Warning: The videos in this article contain graphic and violent footage.
The family of Valentina Orellana Peralta–the 14-year-old girl who was killed by a stray bullet at a Burlington Coat Factory in North Hollywood, California–are demanding justice.
Valentina, who was shopping with her mother the day before Christmas Eve, was trying on clothes in the dressing room when chaos unfolded inside the store due to a male suspect who was attacking customers with what appeared to be a bicycle chain and lock.
The young girl was struck by a stray bullet fired from one of the police officers who shot and killed the suspect who did not brandish a firearm.
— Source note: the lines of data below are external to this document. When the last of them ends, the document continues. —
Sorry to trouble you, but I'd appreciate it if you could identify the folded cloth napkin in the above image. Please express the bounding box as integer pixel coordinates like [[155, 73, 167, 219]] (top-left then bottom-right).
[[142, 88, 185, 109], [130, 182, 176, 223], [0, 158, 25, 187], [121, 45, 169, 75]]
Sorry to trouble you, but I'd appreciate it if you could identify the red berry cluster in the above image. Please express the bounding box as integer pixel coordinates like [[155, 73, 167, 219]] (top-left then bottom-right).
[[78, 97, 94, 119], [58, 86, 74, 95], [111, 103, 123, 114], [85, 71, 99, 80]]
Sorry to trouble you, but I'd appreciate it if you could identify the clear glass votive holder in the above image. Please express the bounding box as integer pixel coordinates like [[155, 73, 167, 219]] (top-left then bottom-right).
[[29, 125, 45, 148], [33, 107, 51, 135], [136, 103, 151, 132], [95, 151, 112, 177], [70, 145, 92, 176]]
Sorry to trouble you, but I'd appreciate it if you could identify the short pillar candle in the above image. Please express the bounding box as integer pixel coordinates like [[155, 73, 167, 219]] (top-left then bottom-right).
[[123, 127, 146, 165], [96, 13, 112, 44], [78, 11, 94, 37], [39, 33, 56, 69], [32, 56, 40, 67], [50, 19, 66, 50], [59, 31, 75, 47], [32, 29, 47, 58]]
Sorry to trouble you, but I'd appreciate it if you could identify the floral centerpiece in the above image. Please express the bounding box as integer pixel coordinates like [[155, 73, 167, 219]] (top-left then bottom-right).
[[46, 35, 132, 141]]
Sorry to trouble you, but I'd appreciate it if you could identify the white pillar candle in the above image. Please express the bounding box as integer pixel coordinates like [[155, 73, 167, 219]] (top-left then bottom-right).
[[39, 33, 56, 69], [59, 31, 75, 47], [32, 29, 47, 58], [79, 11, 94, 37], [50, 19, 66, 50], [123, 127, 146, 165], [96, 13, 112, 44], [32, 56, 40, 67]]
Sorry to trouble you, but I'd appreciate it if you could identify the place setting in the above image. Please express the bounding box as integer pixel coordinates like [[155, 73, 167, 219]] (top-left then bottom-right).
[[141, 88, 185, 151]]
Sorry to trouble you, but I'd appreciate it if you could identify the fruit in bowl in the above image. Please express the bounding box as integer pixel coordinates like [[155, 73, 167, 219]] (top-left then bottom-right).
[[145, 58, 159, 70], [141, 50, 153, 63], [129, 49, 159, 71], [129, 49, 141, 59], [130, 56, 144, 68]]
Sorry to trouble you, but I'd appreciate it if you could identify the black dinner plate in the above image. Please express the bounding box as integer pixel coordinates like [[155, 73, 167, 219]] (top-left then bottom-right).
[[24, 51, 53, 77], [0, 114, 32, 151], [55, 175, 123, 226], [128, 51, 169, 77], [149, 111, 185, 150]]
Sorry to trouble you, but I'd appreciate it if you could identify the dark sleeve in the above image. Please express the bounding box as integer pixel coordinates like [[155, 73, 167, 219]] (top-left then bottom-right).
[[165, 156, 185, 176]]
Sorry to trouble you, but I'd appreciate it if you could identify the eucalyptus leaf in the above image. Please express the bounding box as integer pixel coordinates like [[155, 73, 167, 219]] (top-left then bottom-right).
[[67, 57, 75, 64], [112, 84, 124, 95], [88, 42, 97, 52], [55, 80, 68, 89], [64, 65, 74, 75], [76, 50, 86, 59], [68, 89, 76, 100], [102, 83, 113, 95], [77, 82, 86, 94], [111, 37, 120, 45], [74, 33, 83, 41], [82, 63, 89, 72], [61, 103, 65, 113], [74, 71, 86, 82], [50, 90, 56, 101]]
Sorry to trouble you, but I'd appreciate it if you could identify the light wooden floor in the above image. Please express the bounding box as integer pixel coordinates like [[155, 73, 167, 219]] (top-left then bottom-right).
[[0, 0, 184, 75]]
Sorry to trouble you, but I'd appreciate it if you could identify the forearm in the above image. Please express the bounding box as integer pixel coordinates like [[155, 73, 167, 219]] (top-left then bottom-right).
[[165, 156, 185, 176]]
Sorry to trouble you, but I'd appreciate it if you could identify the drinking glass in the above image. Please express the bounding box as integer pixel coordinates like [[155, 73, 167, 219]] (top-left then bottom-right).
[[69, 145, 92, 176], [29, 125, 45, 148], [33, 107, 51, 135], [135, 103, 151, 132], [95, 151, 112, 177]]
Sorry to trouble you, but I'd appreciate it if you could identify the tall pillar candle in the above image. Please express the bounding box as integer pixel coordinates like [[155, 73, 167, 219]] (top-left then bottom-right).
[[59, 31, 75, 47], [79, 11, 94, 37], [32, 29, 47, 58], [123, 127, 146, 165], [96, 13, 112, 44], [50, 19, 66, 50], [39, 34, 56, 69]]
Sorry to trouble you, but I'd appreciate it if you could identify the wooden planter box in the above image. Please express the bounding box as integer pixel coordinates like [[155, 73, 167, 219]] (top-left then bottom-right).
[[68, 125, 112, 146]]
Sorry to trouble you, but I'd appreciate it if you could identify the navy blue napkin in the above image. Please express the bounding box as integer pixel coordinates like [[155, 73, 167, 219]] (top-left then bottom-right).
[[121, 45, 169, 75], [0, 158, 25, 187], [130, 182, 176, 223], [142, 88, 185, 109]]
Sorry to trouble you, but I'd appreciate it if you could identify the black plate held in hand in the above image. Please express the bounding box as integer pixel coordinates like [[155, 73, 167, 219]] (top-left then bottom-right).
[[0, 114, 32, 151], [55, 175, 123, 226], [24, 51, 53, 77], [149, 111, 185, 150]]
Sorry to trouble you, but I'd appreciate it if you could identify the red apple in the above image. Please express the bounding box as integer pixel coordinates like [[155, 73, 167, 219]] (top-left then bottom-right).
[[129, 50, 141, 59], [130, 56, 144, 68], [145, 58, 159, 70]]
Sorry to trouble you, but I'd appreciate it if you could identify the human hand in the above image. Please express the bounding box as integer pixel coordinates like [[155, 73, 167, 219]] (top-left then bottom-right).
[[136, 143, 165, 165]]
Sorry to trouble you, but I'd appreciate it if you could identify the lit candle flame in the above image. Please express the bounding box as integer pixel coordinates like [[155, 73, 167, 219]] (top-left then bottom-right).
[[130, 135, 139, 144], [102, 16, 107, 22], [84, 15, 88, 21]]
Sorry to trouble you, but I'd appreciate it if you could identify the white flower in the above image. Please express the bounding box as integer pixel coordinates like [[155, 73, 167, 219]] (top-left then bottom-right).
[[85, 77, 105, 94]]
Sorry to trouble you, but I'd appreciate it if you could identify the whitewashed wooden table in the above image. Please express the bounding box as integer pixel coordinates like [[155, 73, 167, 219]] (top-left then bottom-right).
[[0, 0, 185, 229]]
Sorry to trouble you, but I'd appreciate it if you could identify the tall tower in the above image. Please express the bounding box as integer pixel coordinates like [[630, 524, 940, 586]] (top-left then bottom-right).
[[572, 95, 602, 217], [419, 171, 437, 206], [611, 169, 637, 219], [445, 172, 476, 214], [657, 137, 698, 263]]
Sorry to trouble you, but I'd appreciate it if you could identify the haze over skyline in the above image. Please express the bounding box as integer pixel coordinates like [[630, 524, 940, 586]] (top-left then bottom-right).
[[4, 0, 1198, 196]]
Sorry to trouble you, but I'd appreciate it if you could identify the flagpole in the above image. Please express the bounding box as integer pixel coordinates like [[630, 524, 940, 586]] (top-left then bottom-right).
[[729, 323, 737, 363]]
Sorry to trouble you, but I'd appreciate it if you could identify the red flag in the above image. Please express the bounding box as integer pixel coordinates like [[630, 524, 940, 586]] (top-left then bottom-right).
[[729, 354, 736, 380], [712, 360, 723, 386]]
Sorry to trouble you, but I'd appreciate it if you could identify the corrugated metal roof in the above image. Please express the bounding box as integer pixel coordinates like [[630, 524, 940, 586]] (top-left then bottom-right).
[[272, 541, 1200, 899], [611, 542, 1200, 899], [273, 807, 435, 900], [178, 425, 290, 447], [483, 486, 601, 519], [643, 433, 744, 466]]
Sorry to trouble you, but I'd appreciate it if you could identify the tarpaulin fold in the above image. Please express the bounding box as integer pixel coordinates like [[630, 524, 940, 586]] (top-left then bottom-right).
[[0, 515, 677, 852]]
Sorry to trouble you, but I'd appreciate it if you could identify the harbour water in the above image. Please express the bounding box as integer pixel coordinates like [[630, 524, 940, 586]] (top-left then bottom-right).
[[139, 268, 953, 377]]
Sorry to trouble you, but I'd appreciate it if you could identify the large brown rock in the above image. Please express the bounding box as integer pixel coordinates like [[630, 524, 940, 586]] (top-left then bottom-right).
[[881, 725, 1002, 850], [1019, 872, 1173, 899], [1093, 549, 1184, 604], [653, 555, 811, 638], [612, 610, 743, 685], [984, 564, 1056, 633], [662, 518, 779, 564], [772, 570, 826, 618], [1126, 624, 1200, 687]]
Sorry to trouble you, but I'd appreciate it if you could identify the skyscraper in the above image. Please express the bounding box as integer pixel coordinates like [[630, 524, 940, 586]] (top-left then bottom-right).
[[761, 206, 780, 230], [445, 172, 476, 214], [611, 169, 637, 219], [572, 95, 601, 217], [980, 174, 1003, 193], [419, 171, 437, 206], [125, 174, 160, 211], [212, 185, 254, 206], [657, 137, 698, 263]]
You can watch a news report of the incident, here.
The fatally-shot suspect–who was identified by police as 24-year-old Daniel Elena Lopez–had entered the store with his bike and started attacking other customers, unprovoked.
Witnesses and employees called 911.
Transcripts from the calls, as well as edited surveillance and body camera footage, can be seen in this 35-minute video.
The Los Angeles Police Department (LAPD) claimed the responding officers believed Elena Lopez was carrying a gun based on the chaos and confusion from shoppers fleeing the scene.
Bodycam footage showed an officer shooting at Elena Lopez and taking him down after the suspect had attacked an unnamed female customer.
In the process, one of the fired bullets pierced through the wall of the dressing room where Valentina and her mother, Soledad Peralta, were seeking shelter from the pandemonium.
The young teenager was struck and died in the arms of her mother, whose screams could be heard in the bodycam footage after the shooting ceased.
The grieving mother recounted the tragic event during a press conference on Tuesday.
"We heard some screams and sat down and hugged and started crying," she said in her statement that was translated from Spanish to English.
They were reacting to the confrontation they heard outside the dressing room inside the store.
“Valentina went to lock the door to protect us. We started hugging each other tighter."
"We were praying. I was praying for her, and I believe she was praying for me."
She continued to describe what no mother should ever have to witness.
"I saw white powder coming out of Valentina's body and she began to go through convulsions. Her body went limp. I tried to wake her up by shaking her."
"She died in my arms and there was nothing I could do. To see a son or daughter die in your arms is one of the greatest and most profound pains that any human being can imagine."
"When the police finally came, they took me out of the dressing room and left my daughter laying there. I wanted them to help her, but they just left her laying there alone."
On Thursday night, Police Chief Michel Moore said in a statement:
“This chaotic incident resulting in the death of an innocent child is tragic and devastating for everyone involved."
“I am profoundly sorry for the loss of this young girl’s life and I know there are no words that can relieve the unimaginable pain for the family."
Valentina's aunt, Carolina Peralta, told the Los Angeles Times that her sister and niece came to California from Chile six months ago after initially visiting Valentina's sister, who was working at a restaurant.
The mother and daughter's visit turned into a longer stay, and they had begun the immigration process to live in the country permanently.
"Valentina was a shy girl in Chile, but everything was turning out well for her in the US," said Carolina Peralta.
"She was catching up with English and being more outgoing. She was happy to be with her older sister."
Carolina said of her sister who had just lost her daughter:
"[Soledad] does not understand how this tragedy could have happened just when they had managed to reunite the family."
During Tuesday's press conference, lawyers for the Peralta family did not announce any legal proceedings but said they were considering options–including a possible civil lawsuit.
"We want justice for our angel. Our precious little angel, Valentina," said Soledad.
Ben Crump, who is one of the attorneys representing the Peralta family, said:
“They can never get Valentina back. What they want Valentina’s legacy to be is that no one will ever be killed like this in this manner.”